Cette généralisation serait pourtant une lourde erreur, car elle trace une continuité illusoire là où il existe, en réalité, un fossé infranchissable 165. La science ne sera jamais en mesure d'expliquer la conscience en principe, puisqu'elle est d'une tout autre nature que les phénomènes physiques. Rappelons-le, la science n'étudie que ce qui dépend des lois physiques. Or, la « présence à soi » ou le « sentiment intérieur » n'ont aucun lien logiquement nécessaire avec les structures spatiales de nos connexions neuronales. Vous pouvez entasser toutes les précisions imaginables sur le fonctionnement du cerveau, il restera toujours la même question : pourquoi cette structure physique très complexe, capable de toutes sortes de fonctions raffinées, est-elle accompagnée d'une conscience personnelle (un sentiment « en première personne ») ?

Aucune précision supplémentaire, à base de propriétés structurelles et fonctionnelles, ne pourra jamais répondre à cette question. Cela ne tient pas à notre pessimisme, mais à des raisons de fond : la réalité émergente en question (la capacité de se considérer comme un sujet existant) ne peut être déduite d'une quelconque structure moléculaire, au même titre que la perception d'un son ne peut être déduite d'une longueur d'onde. Il y a une différence de nature. De même, il n'est pas possible de déduire une apparence colorée d'un certain nombre de hertz ni d'expliquer la sensation d'émerveillement que nous ressentons en écoutant Mozart, en se basant sur la partition de musique. C'est impossible en principe.

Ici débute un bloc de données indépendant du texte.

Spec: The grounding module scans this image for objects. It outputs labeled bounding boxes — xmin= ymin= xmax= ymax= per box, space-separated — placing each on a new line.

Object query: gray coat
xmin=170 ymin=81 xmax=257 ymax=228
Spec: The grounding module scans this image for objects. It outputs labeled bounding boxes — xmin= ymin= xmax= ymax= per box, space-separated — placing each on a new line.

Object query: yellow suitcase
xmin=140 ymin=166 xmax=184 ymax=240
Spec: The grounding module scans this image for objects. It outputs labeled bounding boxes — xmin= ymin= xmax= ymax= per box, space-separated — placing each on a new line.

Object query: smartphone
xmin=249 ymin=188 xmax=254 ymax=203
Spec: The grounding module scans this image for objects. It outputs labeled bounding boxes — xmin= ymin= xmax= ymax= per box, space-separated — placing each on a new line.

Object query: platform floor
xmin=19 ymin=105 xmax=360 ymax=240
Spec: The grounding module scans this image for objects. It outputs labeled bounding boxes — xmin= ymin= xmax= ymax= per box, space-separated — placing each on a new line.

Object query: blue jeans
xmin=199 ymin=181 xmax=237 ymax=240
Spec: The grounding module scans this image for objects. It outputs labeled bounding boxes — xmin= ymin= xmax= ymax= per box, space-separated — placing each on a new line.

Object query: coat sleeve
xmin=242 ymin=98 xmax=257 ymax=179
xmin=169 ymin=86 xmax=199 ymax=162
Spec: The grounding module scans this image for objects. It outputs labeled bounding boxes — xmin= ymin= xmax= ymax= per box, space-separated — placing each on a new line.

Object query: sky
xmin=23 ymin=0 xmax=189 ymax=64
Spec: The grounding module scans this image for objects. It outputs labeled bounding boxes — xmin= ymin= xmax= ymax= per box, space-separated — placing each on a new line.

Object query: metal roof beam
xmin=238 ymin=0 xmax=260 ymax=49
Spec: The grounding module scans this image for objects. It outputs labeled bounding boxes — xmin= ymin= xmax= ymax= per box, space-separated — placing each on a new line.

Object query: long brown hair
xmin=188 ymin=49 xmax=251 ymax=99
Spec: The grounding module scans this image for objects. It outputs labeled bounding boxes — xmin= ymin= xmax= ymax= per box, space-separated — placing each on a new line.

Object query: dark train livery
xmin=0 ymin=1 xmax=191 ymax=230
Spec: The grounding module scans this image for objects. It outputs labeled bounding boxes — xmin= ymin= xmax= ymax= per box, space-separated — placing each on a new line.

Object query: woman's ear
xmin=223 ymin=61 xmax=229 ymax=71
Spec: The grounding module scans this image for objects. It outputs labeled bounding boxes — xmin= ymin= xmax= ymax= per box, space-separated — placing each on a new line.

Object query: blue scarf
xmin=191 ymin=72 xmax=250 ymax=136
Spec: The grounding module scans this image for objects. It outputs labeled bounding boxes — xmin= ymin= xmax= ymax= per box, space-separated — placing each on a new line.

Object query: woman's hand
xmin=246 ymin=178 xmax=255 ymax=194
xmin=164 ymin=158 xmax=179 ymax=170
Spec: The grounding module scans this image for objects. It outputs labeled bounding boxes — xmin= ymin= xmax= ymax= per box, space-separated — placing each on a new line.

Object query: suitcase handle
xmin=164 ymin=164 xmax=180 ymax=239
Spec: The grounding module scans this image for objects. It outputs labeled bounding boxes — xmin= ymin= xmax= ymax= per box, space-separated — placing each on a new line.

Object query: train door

De la même manière, nous savons a priori que progresser dans les structures et les fonctions étendues du cerveau ne permettra jamais d'expliquer le jaillissement d'une intériorité vécue. Autant les capacités fonctionnelles du cerveau se déduisent logiquement de ce que les neurosciences nous apprennent, autant la conscience ne s'en déduit pas.

Compte tenu de la différence de nature entre la conscience et les structures physiques proposées comme éléments explicatifs, on ne pourra jamais, par principe logique, dépasser le stade de la simple corrélation entre les deux. Il ne sera jamais possible d'établir une relation de causalité explicative 166.

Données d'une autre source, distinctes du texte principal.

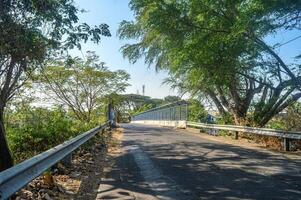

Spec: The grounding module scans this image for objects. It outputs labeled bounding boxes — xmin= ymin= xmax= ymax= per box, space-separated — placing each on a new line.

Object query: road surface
xmin=99 ymin=124 xmax=301 ymax=200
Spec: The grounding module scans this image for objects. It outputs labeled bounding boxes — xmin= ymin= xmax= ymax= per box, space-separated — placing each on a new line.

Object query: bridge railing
xmin=0 ymin=121 xmax=110 ymax=200
xmin=131 ymin=101 xmax=188 ymax=126
xmin=187 ymin=122 xmax=301 ymax=151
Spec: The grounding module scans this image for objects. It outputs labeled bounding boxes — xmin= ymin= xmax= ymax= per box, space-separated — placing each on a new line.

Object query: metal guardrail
xmin=0 ymin=122 xmax=110 ymax=200
xmin=187 ymin=122 xmax=301 ymax=151
xmin=132 ymin=100 xmax=188 ymax=121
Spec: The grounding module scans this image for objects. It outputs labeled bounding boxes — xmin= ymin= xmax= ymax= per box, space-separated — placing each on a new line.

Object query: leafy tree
xmin=0 ymin=0 xmax=110 ymax=171
xmin=35 ymin=52 xmax=130 ymax=123
xmin=119 ymin=0 xmax=301 ymax=126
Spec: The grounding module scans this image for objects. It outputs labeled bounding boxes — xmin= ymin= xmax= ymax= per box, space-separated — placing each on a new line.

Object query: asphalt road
xmin=103 ymin=124 xmax=301 ymax=200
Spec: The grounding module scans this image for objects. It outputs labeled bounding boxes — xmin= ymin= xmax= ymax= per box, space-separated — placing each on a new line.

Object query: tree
xmin=111 ymin=94 xmax=164 ymax=122
xmin=0 ymin=0 xmax=110 ymax=171
xmin=119 ymin=0 xmax=301 ymax=126
xmin=35 ymin=52 xmax=130 ymax=123
xmin=164 ymin=95 xmax=181 ymax=103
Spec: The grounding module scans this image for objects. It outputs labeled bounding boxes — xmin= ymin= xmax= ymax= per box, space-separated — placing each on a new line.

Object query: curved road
xmin=97 ymin=124 xmax=301 ymax=200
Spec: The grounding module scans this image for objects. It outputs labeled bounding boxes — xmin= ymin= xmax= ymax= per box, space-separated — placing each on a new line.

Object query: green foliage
xmin=6 ymin=105 xmax=74 ymax=162
xmin=188 ymin=99 xmax=208 ymax=123
xmin=267 ymin=102 xmax=301 ymax=131
xmin=34 ymin=52 xmax=130 ymax=123
xmin=118 ymin=0 xmax=301 ymax=126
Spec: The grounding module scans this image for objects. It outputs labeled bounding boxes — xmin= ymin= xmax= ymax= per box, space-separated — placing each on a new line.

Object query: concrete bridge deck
xmin=98 ymin=124 xmax=301 ymax=200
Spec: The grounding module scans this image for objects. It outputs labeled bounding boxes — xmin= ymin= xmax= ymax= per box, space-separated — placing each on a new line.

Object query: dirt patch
xmin=12 ymin=129 xmax=122 ymax=200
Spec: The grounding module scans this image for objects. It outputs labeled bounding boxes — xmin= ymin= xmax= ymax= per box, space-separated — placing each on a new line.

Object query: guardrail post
xmin=283 ymin=138 xmax=290 ymax=151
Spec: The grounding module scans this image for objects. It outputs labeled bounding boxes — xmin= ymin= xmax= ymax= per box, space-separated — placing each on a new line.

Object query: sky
xmin=72 ymin=0 xmax=301 ymax=98
xmin=72 ymin=0 xmax=177 ymax=98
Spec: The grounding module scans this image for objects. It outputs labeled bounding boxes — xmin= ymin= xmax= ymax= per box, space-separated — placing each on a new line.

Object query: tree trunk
xmin=0 ymin=111 xmax=14 ymax=172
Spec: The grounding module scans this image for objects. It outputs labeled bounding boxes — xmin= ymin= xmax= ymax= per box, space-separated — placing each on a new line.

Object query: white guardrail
xmin=187 ymin=121 xmax=301 ymax=151
xmin=0 ymin=122 xmax=110 ymax=200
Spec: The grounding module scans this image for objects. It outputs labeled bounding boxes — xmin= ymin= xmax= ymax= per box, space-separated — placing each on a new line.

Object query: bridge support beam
xmin=283 ymin=138 xmax=290 ymax=151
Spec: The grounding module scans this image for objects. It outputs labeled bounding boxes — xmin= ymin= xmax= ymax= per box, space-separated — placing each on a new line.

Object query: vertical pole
xmin=283 ymin=138 xmax=290 ymax=151
xmin=234 ymin=131 xmax=238 ymax=140
xmin=185 ymin=104 xmax=188 ymax=121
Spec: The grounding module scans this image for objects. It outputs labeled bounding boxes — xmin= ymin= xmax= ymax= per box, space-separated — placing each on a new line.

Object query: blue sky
xmin=73 ymin=0 xmax=301 ymax=98
xmin=72 ymin=0 xmax=177 ymax=98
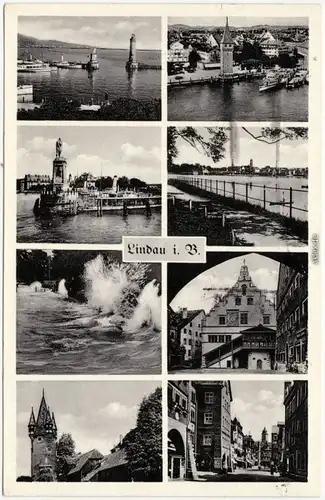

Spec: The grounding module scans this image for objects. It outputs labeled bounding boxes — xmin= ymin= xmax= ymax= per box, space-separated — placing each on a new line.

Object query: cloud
xmin=98 ymin=401 xmax=137 ymax=419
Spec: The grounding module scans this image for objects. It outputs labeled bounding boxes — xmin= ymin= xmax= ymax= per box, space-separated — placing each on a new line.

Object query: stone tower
xmin=126 ymin=33 xmax=138 ymax=71
xmin=220 ymin=17 xmax=234 ymax=76
xmin=52 ymin=137 xmax=68 ymax=191
xmin=28 ymin=390 xmax=57 ymax=481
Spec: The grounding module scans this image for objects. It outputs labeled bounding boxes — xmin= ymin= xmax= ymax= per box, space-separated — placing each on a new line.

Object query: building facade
xmin=195 ymin=381 xmax=232 ymax=472
xmin=28 ymin=391 xmax=57 ymax=481
xmin=202 ymin=261 xmax=276 ymax=370
xmin=169 ymin=307 xmax=205 ymax=361
xmin=220 ymin=17 xmax=234 ymax=76
xmin=283 ymin=380 xmax=308 ymax=481
xmin=276 ymin=264 xmax=308 ymax=372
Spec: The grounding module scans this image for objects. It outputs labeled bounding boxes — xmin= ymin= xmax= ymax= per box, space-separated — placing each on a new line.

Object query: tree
xmin=56 ymin=433 xmax=76 ymax=481
xmin=124 ymin=387 xmax=162 ymax=482
xmin=167 ymin=127 xmax=308 ymax=171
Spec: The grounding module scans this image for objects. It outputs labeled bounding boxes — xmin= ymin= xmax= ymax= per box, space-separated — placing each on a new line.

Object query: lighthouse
xmin=126 ymin=33 xmax=138 ymax=71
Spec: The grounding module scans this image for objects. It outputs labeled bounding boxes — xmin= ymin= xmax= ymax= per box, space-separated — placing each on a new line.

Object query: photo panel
xmin=167 ymin=252 xmax=308 ymax=376
xmin=16 ymin=381 xmax=162 ymax=483
xmin=17 ymin=125 xmax=162 ymax=244
xmin=167 ymin=16 xmax=309 ymax=122
xmin=167 ymin=123 xmax=308 ymax=248
xmin=16 ymin=249 xmax=162 ymax=375
xmin=17 ymin=16 xmax=161 ymax=121
xmin=168 ymin=379 xmax=308 ymax=487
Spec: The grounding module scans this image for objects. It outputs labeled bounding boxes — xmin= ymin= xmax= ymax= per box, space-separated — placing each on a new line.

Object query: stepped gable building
xmin=28 ymin=390 xmax=57 ymax=481
xmin=202 ymin=260 xmax=276 ymax=370
xmin=283 ymin=380 xmax=308 ymax=481
xmin=276 ymin=264 xmax=308 ymax=372
xmin=220 ymin=17 xmax=235 ymax=76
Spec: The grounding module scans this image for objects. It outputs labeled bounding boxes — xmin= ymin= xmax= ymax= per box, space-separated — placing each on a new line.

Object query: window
xmin=240 ymin=313 xmax=248 ymax=325
xmin=203 ymin=434 xmax=212 ymax=446
xmin=204 ymin=412 xmax=213 ymax=425
xmin=204 ymin=392 xmax=214 ymax=404
xmin=263 ymin=316 xmax=270 ymax=325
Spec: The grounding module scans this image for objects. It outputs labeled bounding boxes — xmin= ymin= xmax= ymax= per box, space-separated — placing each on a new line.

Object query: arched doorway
xmin=168 ymin=429 xmax=185 ymax=479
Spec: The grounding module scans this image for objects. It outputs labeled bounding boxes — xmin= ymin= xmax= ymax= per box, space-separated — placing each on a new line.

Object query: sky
xmin=231 ymin=380 xmax=285 ymax=441
xmin=17 ymin=381 xmax=159 ymax=476
xmin=18 ymin=16 xmax=161 ymax=50
xmin=168 ymin=16 xmax=308 ymax=28
xmin=17 ymin=126 xmax=161 ymax=183
xmin=170 ymin=253 xmax=279 ymax=313
xmin=175 ymin=127 xmax=308 ymax=168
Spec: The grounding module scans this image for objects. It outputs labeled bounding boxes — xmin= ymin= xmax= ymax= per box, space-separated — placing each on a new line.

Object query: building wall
xmin=248 ymin=351 xmax=272 ymax=370
xmin=180 ymin=311 xmax=205 ymax=361
xmin=284 ymin=380 xmax=308 ymax=479
xmin=196 ymin=382 xmax=231 ymax=471
xmin=276 ymin=264 xmax=308 ymax=365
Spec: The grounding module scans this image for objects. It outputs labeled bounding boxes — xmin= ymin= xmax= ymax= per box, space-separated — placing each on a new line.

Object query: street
xmin=199 ymin=469 xmax=293 ymax=483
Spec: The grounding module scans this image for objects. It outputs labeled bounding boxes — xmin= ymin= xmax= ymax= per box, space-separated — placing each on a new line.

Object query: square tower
xmin=220 ymin=17 xmax=234 ymax=76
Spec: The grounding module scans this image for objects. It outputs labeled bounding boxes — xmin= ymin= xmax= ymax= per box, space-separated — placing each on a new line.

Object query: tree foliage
xmin=56 ymin=433 xmax=76 ymax=481
xmin=124 ymin=387 xmax=162 ymax=482
xmin=167 ymin=127 xmax=308 ymax=170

Nous pouvons alors donner l'argument suivant :

  1. On constate que l'homme dispose d'une intelligence et d'une conscience (c'est-à-dire une capacité d'introspection, une présence à soi).

  2. Or, une cause non intelligente et non consciente n'aurait pas pu produire un effet conscient et intelligent (principe de causalité proportionnelle).

  3. Par conséquent, il faut postuler l'existence d'une cause consciente et intelligente qui nous précède dans l'existence et qui est la source de ces facultés. On peut l'appeler « Dieu ».

Notes de bas de page

163 Voir J. P. Moreland, Consciousness and the Existence of God: A Theistic Argument, Routledge, 2008.
164 Ben Page, « Arguing to Theism from Consciousness », Faith and Philosophy: Journal of the Society of Christian Philosophers, vol. 37, n° 3, 2020, p. 336-362.
165 Voir les brillants travaux de David Chalmers, auteur de The Conscious Mind (1996) et son chapitre « Mind and Its Place in Nature », in Stephen P. Stich & Ted A. Warfield, Blackwell Guide to the Philosophy of Mind, Blackwell, 2003 (1995), p. 102-142.
166 Rien de ce que le neuroscientifique vous montrera ne fera apparaître un lien de nécessité logique entre les microstructures et l'existence d'une impression subjective. Une fois que le scientifique aura terminé sa description, vous pourrez toujours lui demander pourquoi ces réseaux neuronaux devraient être accompagnés de conscience. Il n'arrivera pas à vous répondre, puisque la science ne peut traiter que de la quantité, mais non de l'intériorité subjective. C'est un saut qualitatif qu'elle ne saurait franchir en principe.